Upon her death in 1980, she bequeathed $700,000 to Catholic University in a trust fund established to support a professorial chair and student loan fund in the School of Education. Thus, there is a scholarship fund and aeducation department chair named in honor of Dr. Euphemia Lofton Haynes at The Catholic University.
Regarding the chair in her honor, the following is from the CUA School of Education Newsletter for January 1981, page 1: "The School of Education (ED) recently received a gift of $700,000 in the form of a bequest from Euphemia L. Haynes, an alumna of the university and a prominent Washington educator, who died earlier this year. The gift was willed to the university in a trust fund Mrs. Haynes established for the the support of a professorial chair in ED."
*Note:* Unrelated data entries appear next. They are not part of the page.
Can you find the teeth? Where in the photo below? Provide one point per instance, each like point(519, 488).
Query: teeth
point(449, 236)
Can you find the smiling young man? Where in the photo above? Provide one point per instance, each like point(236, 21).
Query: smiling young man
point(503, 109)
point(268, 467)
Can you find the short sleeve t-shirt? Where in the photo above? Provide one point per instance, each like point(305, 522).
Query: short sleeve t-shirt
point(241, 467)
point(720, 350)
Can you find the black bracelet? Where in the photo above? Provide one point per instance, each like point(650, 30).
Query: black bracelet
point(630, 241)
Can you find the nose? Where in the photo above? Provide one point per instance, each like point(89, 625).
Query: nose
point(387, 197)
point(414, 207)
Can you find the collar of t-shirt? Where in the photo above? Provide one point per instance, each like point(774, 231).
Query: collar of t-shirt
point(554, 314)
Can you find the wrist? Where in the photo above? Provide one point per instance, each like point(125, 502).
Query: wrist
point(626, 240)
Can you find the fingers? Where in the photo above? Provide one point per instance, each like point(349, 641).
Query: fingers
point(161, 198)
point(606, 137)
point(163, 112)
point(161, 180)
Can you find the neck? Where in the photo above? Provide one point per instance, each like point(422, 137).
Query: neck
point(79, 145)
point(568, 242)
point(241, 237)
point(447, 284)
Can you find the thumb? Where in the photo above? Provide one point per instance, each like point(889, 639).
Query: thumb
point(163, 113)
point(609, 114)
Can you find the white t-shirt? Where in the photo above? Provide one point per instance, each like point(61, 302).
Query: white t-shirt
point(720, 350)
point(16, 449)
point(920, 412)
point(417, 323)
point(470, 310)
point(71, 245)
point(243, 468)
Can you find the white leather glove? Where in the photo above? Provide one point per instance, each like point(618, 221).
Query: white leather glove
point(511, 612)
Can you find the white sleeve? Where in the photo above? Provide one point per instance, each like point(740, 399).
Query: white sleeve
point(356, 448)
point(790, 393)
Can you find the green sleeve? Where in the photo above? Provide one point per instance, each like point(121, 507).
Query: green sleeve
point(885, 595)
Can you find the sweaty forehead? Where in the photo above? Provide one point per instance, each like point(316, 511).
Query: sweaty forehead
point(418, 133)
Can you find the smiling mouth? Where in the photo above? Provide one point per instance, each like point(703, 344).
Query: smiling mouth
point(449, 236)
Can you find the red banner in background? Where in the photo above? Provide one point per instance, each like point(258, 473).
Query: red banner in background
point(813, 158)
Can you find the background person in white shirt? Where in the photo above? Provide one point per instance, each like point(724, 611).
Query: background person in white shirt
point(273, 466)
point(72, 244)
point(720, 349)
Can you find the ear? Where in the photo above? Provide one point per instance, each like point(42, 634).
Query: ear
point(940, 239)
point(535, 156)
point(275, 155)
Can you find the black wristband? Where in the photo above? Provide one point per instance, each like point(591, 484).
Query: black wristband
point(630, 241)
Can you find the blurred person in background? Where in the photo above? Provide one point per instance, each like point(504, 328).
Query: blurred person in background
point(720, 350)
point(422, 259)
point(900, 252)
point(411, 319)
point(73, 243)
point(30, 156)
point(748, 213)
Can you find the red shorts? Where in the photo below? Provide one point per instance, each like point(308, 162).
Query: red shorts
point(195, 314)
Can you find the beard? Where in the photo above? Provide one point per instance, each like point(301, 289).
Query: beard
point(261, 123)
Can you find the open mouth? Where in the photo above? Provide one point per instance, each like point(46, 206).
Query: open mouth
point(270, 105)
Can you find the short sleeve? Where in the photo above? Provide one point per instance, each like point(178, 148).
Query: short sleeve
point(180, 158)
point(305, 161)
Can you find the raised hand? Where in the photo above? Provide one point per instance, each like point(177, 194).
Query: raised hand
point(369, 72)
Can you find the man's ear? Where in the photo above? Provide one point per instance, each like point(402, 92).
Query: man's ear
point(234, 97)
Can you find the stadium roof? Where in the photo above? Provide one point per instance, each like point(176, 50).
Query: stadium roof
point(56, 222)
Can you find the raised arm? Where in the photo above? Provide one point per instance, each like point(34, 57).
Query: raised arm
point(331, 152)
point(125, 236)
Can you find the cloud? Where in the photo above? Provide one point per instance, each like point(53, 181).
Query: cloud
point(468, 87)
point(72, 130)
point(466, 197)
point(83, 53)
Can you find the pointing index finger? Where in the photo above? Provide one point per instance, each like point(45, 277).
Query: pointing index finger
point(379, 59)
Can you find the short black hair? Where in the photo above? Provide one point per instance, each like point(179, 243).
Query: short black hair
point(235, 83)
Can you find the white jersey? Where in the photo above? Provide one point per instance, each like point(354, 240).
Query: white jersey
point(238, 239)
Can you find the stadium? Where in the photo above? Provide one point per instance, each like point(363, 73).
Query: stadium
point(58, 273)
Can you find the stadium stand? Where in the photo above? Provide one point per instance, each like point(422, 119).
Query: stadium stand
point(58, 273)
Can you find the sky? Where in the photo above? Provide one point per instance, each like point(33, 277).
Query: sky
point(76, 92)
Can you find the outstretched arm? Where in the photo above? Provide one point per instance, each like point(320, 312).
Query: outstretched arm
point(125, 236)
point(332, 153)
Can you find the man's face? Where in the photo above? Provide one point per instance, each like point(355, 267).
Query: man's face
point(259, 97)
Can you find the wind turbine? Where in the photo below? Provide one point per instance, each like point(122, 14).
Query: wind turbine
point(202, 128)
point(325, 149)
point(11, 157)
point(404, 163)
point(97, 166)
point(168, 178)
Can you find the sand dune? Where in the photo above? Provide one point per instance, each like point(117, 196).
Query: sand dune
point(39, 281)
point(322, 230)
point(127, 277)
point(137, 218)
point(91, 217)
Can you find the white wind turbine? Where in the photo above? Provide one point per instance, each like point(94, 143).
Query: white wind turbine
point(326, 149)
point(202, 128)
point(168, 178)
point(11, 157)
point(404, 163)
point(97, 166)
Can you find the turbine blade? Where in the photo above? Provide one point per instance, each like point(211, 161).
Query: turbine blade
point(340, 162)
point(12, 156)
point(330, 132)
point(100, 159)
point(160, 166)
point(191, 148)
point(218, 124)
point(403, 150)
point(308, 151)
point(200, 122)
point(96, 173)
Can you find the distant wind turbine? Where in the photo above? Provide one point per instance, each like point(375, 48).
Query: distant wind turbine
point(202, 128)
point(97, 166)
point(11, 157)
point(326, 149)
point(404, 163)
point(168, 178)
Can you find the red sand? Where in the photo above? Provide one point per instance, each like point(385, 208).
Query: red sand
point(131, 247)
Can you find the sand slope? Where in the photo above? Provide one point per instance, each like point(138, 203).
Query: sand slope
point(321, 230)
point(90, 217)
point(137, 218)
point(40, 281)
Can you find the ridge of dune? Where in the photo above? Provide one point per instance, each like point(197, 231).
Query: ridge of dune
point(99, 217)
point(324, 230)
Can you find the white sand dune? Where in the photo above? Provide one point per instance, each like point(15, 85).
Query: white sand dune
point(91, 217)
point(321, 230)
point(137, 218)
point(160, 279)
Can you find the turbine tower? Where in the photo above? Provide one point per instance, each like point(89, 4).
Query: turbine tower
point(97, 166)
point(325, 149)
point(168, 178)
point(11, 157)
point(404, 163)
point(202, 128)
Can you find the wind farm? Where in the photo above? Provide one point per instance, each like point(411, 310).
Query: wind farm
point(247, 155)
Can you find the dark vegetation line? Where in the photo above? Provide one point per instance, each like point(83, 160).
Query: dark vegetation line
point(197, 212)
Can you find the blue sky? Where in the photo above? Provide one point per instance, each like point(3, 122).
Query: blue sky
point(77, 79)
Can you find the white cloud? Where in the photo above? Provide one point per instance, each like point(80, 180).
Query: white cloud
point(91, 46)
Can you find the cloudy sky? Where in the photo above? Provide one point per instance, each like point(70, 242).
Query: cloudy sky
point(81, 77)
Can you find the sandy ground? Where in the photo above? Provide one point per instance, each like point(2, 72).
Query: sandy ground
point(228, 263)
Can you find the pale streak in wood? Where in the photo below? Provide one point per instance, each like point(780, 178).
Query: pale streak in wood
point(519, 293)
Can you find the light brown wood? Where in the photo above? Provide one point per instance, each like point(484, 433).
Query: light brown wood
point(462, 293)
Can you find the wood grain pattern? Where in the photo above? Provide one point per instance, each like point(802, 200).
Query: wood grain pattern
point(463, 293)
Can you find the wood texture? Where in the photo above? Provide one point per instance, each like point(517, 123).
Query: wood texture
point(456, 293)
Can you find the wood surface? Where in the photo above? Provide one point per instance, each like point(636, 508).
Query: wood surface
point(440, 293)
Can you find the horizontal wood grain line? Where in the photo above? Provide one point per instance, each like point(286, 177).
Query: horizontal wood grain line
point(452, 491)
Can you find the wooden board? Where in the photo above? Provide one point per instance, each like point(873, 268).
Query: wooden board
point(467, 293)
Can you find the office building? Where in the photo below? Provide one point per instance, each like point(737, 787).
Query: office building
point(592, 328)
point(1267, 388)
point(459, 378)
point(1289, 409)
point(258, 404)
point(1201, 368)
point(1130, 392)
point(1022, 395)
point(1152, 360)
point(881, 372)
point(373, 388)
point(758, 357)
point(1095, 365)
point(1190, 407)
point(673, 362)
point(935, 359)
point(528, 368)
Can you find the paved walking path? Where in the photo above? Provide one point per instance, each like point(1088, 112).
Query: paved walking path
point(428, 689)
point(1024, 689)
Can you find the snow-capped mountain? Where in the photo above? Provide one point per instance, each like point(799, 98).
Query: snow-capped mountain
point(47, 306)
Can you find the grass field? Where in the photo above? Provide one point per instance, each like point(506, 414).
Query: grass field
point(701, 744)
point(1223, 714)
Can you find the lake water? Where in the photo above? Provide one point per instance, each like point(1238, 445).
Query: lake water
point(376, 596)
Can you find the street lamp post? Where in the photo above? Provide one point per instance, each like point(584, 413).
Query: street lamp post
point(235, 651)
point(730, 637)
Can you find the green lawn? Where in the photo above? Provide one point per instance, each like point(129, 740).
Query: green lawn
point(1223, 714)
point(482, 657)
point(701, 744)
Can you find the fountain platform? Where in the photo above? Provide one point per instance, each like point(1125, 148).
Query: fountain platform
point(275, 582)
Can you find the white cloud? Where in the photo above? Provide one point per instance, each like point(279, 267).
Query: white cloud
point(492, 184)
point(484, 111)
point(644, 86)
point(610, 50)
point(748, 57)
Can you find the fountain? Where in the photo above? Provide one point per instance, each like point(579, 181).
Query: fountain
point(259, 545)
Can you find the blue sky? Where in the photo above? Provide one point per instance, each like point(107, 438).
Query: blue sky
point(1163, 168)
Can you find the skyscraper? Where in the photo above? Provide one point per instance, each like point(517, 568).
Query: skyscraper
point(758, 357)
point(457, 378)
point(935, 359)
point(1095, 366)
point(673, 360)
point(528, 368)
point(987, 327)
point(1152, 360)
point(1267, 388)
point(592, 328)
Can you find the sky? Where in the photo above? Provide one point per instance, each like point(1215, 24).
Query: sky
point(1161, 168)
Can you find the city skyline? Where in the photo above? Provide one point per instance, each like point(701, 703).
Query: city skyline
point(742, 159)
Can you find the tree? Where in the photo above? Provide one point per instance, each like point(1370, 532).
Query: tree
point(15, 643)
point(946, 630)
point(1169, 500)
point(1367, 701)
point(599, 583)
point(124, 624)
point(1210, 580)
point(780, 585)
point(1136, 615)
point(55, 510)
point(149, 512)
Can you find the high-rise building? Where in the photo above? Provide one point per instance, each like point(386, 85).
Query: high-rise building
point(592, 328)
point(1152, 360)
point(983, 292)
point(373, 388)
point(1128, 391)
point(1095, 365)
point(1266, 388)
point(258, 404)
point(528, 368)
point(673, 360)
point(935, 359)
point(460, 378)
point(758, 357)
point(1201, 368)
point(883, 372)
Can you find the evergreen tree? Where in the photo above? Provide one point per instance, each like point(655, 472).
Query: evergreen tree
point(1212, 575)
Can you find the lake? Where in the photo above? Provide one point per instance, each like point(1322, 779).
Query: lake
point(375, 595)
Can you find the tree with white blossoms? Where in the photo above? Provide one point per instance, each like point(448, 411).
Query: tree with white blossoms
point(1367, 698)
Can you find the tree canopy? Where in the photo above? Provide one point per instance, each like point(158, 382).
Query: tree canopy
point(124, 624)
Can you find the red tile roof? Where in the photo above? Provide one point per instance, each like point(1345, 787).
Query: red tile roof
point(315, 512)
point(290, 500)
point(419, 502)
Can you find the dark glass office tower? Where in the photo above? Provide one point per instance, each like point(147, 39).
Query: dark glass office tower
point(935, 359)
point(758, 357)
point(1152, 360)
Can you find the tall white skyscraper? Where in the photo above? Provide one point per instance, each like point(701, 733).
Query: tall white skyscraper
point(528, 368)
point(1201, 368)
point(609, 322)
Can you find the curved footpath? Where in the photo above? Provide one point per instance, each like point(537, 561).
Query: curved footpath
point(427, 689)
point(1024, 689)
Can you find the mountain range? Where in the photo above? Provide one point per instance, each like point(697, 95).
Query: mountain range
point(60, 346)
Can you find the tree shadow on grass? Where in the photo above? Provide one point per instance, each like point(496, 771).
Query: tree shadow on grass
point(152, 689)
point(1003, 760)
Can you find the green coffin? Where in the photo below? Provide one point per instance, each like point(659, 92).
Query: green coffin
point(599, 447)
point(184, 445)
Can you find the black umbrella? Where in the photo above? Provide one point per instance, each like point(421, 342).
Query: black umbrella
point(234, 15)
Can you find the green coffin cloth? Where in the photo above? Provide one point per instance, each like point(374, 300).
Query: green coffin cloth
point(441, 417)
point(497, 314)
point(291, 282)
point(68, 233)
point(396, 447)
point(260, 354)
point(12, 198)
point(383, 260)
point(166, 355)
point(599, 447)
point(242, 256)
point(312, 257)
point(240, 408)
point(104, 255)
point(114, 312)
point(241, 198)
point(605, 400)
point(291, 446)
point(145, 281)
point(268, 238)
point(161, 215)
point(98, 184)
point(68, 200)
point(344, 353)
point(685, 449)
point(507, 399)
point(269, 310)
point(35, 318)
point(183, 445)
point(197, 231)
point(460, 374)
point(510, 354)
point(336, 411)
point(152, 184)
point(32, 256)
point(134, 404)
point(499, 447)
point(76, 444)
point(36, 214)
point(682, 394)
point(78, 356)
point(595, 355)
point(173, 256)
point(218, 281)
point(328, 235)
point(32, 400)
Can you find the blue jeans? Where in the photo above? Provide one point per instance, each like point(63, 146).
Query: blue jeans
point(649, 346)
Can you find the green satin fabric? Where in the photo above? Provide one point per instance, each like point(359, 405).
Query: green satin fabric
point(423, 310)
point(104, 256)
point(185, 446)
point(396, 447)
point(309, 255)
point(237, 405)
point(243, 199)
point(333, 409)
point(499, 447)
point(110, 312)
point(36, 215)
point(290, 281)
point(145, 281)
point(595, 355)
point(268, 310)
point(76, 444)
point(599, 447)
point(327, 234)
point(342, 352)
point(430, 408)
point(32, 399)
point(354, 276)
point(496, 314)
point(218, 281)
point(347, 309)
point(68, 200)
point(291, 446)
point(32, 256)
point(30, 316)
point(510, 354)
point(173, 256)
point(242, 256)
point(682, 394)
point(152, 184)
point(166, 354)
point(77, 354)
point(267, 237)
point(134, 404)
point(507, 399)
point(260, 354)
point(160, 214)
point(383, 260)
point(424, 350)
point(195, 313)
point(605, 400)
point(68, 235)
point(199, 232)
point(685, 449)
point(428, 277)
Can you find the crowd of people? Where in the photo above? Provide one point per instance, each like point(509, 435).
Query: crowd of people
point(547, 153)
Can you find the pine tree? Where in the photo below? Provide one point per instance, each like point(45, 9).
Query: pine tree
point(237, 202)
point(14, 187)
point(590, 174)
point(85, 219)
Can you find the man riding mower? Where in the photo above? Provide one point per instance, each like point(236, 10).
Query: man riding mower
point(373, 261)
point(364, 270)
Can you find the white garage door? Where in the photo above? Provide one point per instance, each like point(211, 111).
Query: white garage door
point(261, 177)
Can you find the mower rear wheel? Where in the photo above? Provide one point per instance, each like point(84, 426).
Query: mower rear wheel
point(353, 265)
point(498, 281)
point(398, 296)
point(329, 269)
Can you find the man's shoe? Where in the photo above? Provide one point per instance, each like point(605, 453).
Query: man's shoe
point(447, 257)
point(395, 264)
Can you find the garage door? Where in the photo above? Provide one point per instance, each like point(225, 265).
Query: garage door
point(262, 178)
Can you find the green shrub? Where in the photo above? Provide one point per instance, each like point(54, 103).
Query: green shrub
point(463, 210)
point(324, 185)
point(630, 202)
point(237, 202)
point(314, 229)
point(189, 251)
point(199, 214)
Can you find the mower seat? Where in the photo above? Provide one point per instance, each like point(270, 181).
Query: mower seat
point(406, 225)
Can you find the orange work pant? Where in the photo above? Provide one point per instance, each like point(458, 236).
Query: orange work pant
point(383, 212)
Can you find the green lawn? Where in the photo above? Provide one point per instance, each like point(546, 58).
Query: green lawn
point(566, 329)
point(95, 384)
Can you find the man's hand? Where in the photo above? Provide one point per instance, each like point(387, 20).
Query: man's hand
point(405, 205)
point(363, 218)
Here's the obituary from the August 1, 1980 "Washington Post": there is a photo but we do not have it
"By Ken Feil -- The Washington Post
Dr. Euphemia Lofton Haynes, 90, a former D.C. board of education president and member and a Washington educator for nearly 50 years, died Thursday at the Washington Hospital Center. She had been hospitalized since suffering a stroke July 25.
Dr. Haynes served as school board president from July 1966 to July 1967. A fourth-generation Washingtonian, she was a product of the same school system that she later headed.
She served as a member of the old nine-member school board, then appointed by judges of the U.S. District Court for the District of Columbia, for seven years before becoming its president.
During that time she was an active and outspoken critic of the school system's de facto structure of segregation and its "track system," which placed students in academic or vocational programs depending on ability.
The track system, which had structured the city's schools for a number of years and which was said to discriminate against black and poor students, was abolished along with de facto segregation by Judge J. Skelly Wright in June 1967, when Mrs. Haynes was board president.
Mrs. Haynes had favored black civil rights leader Julius W. Hobson's suit, charging the school system with racial and economic discrimination, which led to Judge Wright's decision.
She also was school board president when the machinery for an election to establish collective bargaining rights for public school teachers was set up in March 1967. She left the board in 1968 when the city's first elected school board took office.
Mrs. Haynes graduated from Smith College in 1914. She earned a master's degree in education from the University of Chicago and a doctorate in mathematics from Catholic University.
She taught mathematics in Washington high schools and, in 1930, established a mathematics department at old Miners Teachers College here. She was professor and chairman of the department when she retired in 1959.
After retiring, Mrs. Haynes became active in Catholic organizations. She was president of the Washington Archdiocesan Council of Catholic Women from 1964 to 1966. She also served on the board of Catholic Charities and as member of the D.C. branch of the National Conference of Christians and Jews.
In 1959, she received the Papal medal, "Pro Ecclesia et Pontifex" for her service to the church and her community.
Her husband, Dr. Harold A. Haynes, a former deputy superintendent of the city's public schools, died two years ago. Mrs. Haynes leaves no immediate survivors."
Personal papers of Catholic University of America alumna Euphemia Lofton Haynes, her husband Harold Appo Haynes, and their families. Held by CUA: Papers consist of correspondence, financial records, publications, speeches, reports, newspaper clippings, and photographs, and provide a record of her family, professional, and social life, including her involvement in education, civic affairs, real estate, and business matters in Washington."